唐張政。邛州人。開成三年七月暴亡。初見四人來拘。行半日。至大江甚廣。度深三尺許。細看皆膿血。便小聲念金剛經。使者色變。入城見僧長八尺餘。罵使者云。汝何得亂捉善人。使者驚拜。及引見王。僧上坐。告曰。政係本家弟子。妄被拘來。王曰。待略勘問。僧色怒。王即判放還。僧自領出城外。不復見所渡之水。僧曰。吾是汝所宗和尚須菩提。始知持經之力。合掌叩禮。僧曰。弟子合眼。以杖一擊。不覺失聲乃活。死已三日。唯心熱。
故家人未就殮也(出報應記)。
唐房翥。生平崇信覺王。每日念佛持金剛經。一日暴死。至冥司。主者謂曰。據案簿。君有般若功。且曾勸一老人念佛。已生淨土。君承此福力。亦合往生。翥曰。余發願誦金剛萬卷。今尚未完。俟畢願往生可也。主云。誦經滿願。固為好事。不如早生淨土為佳。知其志決。遣吏送還(出金剛靈應)。
唐陳國竇公夫人盧氏。芮公寬姊。素信罪福。常誦金剛經。未竟。忽頭痛。至夜愈甚。自念儻死。不得終卷矣。力疾索燭。而火悉滅。忽見燭炬。漸升堂陛。直入臥內。去地三尺許。無人執持。光明若晝。夫人驚喜。取經讀誦。有頃。家人鑽燧得火。燭光即滅。自此病痊。日誦五卷。一日芮公將死。謂夫人曰。吾姊誦經精恪。冥司記注姓名。增遐壽矣。後年至九十。無疾終(出法苑珠林)。
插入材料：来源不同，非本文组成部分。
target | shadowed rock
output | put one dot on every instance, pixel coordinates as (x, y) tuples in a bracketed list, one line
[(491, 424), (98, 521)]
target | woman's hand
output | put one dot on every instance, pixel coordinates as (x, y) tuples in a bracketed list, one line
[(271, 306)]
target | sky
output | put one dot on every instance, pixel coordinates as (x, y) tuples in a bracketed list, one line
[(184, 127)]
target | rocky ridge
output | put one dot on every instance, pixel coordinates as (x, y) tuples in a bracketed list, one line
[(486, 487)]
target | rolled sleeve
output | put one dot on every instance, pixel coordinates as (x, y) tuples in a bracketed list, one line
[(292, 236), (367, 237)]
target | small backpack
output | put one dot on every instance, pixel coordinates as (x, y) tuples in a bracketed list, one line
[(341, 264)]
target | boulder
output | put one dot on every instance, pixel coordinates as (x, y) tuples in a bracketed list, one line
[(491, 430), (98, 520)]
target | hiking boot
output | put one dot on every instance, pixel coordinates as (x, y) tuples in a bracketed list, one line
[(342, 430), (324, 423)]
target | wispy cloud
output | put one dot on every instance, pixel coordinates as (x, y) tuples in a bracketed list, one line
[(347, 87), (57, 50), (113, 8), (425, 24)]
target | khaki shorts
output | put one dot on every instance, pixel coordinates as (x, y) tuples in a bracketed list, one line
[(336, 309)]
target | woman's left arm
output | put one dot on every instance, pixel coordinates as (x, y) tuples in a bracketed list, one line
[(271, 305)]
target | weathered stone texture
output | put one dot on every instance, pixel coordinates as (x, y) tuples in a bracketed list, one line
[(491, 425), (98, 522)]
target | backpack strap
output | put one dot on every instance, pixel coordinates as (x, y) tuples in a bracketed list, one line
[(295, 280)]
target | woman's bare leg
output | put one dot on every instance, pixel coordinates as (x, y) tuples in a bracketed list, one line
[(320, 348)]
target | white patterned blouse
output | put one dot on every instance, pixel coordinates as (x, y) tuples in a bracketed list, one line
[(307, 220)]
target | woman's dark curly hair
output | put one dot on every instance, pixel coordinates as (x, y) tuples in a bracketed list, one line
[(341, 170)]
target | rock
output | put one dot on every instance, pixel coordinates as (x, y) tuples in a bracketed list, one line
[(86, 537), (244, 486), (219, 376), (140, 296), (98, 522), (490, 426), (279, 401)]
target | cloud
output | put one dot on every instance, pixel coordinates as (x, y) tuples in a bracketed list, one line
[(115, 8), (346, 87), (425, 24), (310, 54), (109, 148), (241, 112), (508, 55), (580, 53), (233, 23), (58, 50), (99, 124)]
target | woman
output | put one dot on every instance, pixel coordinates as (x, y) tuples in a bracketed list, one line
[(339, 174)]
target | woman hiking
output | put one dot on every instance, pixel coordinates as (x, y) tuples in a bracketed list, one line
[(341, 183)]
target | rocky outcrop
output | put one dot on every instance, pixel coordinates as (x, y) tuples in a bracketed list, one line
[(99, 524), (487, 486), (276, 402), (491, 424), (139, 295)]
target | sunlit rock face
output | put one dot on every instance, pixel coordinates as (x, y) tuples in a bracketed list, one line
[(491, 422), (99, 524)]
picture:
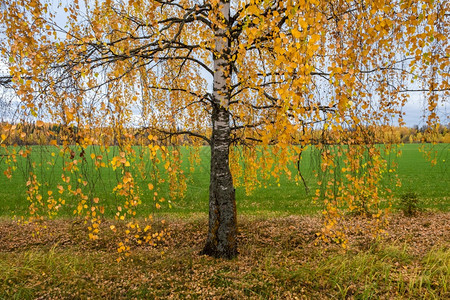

唐永泰初。豐州烽子。其母常念金剛經。烽子暮出。為党項縛入西蕃易馬。蕃將贊普。令穴肩骨貫皮索。以馬數百蹄配之。經半歲馬息一倍。蕃將愛其了事。賞以羊革數百。因轉近牙帳。令執纛左右。有剩肉餘酪。輒與之。居半載。因與酪肉。悲泣不食。問之。云有老母。頻夜夢見。贊普聞之悵然。夜召帳中語云。蕃法嚴。無放還例。我與爾有力馬兩匹。於某道縱爾歸。無言我也。烽子得馬極騁。俱乏死。晝潛夜走。數日。為刺傷足。倒磧中。
忽有風吹物過其前。攬之裹足。不復痛。走如故。及豐州界。歸見其母。母悲且喜。曰自爾被掠。惟念金剛經。以祈見爾。今果如誓。因取經拜之。縫斷亡數幅矣。烽子因道磧中傷足事。母解。視所裹者。乃經也。瘡亦尋愈。凡世間孝慈最能感格幽冥。烽子子母。更益以金剛神力。故能使猛毒蕃漢。如贊普者。倐回惡意。漸轉喜心。假馬縱歸。卒得母子重逢。異矣。然贊普帳中數語。不滅子情。不壞國法。豈非宿因大有慧根者乎(出鳩異)。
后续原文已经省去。